ABC (Córdoba)

Volver a Valencia

Una de las preguntas que más detesto que me hagan es «¿de dónde eres?». Nunca sé qué contestar. ¿Quieren saber dónde nací, dónde crecí, dónde vivo o de dónde me siento?

- REBECA ARGUDO

Amí me pasa con Valencia lo que a mi admirado Francisco Contreras, ‘El Niño de Elche’, le pasa con el flamenco: que soy más exvalencia­na que valenciana. A veces, a fuerza de heterodoxi­a y libertad, uno acaba más dejando de ser cosas que siendo otras. No es porque ya no me sienta de la tierra, ni porque nada me ate a ella (allí viven algunas de las personas a las que más quiero y más me importan). No es porque no piense en La Terreta cuando huele a clavellons, a naranja, a pólvora y mar, o ya no sienta que un domingo no lo es del todo si no se come paella (el sofrito no lleva cebolla) y en familia. Ni porque, por lo que sea, por algo que tenga que ver con los apellidos de ocho generacion­es o la forma de pronunciar la ele geminada o ciertos dígrafos, lo sea menos que otros, sino porque los fanáticos de lo suyo acaban convencién­dote, por puritito agotamient­o, de que lo estás siendo mal. Con su pan se lo coman.

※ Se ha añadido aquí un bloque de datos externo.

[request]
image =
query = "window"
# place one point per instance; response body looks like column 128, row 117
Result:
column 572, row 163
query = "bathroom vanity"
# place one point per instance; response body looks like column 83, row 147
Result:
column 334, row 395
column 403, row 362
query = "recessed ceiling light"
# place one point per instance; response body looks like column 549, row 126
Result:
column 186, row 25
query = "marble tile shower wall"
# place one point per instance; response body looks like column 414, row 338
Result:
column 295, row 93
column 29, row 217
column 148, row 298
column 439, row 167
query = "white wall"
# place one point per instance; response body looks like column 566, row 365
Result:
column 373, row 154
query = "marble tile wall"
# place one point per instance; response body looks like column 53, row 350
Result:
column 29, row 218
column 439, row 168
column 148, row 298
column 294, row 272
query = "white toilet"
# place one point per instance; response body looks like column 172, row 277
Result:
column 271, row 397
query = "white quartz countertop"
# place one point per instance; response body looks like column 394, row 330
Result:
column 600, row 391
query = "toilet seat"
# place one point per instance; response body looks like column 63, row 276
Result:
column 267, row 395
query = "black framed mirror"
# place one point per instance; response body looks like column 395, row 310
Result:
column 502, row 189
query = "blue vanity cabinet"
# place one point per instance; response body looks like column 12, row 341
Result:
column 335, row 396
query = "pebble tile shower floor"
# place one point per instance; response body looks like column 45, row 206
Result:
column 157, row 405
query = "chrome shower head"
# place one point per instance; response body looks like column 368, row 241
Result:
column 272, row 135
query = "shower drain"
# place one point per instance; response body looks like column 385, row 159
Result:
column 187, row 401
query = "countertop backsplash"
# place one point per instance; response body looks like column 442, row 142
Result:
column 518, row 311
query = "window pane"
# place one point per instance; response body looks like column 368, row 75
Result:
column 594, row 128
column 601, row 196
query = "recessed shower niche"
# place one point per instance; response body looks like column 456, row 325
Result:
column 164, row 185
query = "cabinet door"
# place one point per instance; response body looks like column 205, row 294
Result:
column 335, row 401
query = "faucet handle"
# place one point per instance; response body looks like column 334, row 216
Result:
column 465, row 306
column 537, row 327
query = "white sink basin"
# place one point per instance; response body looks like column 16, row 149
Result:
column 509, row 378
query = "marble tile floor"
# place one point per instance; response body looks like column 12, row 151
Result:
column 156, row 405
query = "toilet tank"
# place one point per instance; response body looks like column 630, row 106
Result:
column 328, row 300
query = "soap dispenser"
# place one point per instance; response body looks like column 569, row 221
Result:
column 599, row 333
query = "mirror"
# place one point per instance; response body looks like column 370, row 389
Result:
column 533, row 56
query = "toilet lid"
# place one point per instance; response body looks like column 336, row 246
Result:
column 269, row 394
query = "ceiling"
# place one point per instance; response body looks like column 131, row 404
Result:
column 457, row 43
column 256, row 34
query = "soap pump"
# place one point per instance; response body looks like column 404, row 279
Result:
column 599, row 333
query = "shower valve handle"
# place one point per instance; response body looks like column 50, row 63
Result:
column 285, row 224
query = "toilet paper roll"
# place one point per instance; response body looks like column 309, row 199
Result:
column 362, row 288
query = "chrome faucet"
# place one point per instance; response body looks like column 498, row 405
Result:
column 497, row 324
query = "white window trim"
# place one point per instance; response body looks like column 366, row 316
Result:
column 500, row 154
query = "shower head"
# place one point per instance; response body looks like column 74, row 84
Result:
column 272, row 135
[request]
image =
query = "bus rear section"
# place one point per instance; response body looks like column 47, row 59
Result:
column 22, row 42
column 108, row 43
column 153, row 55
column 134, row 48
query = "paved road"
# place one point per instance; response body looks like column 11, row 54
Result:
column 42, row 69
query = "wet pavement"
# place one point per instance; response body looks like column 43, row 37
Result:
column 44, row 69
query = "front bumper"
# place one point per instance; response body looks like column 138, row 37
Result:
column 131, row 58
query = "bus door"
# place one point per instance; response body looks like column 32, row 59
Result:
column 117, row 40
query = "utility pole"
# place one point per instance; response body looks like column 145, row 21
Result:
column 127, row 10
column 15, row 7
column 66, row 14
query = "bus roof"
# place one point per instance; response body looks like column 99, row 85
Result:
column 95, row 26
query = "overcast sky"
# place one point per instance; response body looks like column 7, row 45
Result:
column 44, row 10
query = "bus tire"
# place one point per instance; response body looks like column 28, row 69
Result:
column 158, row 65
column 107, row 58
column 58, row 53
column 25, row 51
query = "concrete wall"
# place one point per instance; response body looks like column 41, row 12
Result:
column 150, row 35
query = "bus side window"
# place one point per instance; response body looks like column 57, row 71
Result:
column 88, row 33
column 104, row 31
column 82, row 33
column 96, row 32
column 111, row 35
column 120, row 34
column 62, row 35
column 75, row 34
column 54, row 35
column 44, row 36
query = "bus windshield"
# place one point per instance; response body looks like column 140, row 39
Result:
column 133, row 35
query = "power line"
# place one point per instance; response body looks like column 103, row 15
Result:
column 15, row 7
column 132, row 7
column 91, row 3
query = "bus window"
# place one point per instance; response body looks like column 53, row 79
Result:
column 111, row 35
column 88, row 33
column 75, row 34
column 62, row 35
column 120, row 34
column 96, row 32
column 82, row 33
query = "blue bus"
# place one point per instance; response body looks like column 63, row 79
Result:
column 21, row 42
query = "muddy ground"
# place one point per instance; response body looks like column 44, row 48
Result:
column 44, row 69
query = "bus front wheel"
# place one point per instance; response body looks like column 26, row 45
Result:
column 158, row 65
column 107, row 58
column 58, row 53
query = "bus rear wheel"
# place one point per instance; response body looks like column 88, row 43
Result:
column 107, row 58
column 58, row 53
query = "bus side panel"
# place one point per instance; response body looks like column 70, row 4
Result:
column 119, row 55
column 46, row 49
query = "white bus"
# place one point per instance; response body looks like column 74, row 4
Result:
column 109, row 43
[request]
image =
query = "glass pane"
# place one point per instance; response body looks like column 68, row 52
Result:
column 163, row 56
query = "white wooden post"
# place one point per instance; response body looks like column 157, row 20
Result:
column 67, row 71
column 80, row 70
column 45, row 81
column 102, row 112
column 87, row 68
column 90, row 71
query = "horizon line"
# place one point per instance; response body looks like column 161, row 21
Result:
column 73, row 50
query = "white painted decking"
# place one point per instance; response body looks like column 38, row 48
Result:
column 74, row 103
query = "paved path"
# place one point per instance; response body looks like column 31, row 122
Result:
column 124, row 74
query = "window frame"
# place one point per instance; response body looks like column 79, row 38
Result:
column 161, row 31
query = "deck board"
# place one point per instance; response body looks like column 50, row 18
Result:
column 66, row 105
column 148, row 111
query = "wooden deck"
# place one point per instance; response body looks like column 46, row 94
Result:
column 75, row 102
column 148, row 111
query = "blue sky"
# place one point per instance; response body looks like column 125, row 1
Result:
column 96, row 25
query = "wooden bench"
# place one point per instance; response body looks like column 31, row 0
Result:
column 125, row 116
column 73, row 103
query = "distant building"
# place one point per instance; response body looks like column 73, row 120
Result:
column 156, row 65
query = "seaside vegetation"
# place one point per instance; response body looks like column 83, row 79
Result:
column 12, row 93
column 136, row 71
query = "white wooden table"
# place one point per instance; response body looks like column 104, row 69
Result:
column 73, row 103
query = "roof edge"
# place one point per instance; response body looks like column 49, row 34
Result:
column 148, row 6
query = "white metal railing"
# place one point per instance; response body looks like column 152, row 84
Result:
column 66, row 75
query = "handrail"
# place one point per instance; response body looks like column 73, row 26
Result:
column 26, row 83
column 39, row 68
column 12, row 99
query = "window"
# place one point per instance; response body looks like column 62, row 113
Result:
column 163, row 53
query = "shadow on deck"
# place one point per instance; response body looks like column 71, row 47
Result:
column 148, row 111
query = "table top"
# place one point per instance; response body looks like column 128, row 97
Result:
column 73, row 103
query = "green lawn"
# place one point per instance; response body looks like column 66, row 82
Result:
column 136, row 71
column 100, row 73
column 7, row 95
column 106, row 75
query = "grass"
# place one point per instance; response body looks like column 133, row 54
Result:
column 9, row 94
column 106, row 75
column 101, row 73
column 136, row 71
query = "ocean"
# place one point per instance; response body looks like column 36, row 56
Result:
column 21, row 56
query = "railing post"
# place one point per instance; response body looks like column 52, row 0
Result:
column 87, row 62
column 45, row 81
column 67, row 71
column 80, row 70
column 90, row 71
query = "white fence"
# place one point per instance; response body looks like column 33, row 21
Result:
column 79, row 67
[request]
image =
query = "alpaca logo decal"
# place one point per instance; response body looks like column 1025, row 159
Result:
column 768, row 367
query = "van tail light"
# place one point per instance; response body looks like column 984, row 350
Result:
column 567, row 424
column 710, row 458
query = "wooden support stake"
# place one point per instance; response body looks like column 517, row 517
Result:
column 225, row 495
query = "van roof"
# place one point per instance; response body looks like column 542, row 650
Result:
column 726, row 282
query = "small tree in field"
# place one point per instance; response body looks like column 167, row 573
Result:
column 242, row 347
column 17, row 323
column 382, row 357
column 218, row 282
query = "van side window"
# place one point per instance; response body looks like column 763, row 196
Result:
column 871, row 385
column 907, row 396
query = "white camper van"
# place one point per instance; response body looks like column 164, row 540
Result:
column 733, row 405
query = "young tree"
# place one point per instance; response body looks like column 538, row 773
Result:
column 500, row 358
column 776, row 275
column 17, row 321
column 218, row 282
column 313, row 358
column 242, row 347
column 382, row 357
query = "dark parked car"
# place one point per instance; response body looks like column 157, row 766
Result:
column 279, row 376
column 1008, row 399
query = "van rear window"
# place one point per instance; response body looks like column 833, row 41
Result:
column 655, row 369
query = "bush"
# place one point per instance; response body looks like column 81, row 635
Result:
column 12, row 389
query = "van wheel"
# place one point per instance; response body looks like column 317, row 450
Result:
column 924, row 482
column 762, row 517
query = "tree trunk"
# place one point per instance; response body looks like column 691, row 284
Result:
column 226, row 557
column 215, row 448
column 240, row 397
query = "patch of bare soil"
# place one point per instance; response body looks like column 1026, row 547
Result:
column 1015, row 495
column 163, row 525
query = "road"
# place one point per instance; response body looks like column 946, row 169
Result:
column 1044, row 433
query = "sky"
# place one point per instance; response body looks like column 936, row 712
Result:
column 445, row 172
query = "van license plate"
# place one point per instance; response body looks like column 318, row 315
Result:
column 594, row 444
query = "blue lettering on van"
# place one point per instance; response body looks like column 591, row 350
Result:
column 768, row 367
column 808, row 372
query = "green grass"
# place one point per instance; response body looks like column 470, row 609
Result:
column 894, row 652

Quizá por eso una de las preguntas que más detesto que me hagan es «¿de dónde eres?». Nunca sé qué contestar. ¿Quieren saber dónde nací, dónde crecí, dónde vivo o de dónde me siento? Porque tengo una respuesta diferente para cada una de esas preguntas que parecen concentrar­se en la primera y que me desconcier­ta. ¿Soy valenciana? No tanto como para no sentirme española ni tan poco como para no sentirme en casa cuando vuelvo. Una casa que es más un exnovio al que no guardas rencor: lo conozco todo, sé dónde está y sé cómo funciona, con una familiarid­ad especial y un cariño superlativ­o, pero al mismo tiempo todo ha cambiado y ya no es lo mismo. Todo es igual pero distinto.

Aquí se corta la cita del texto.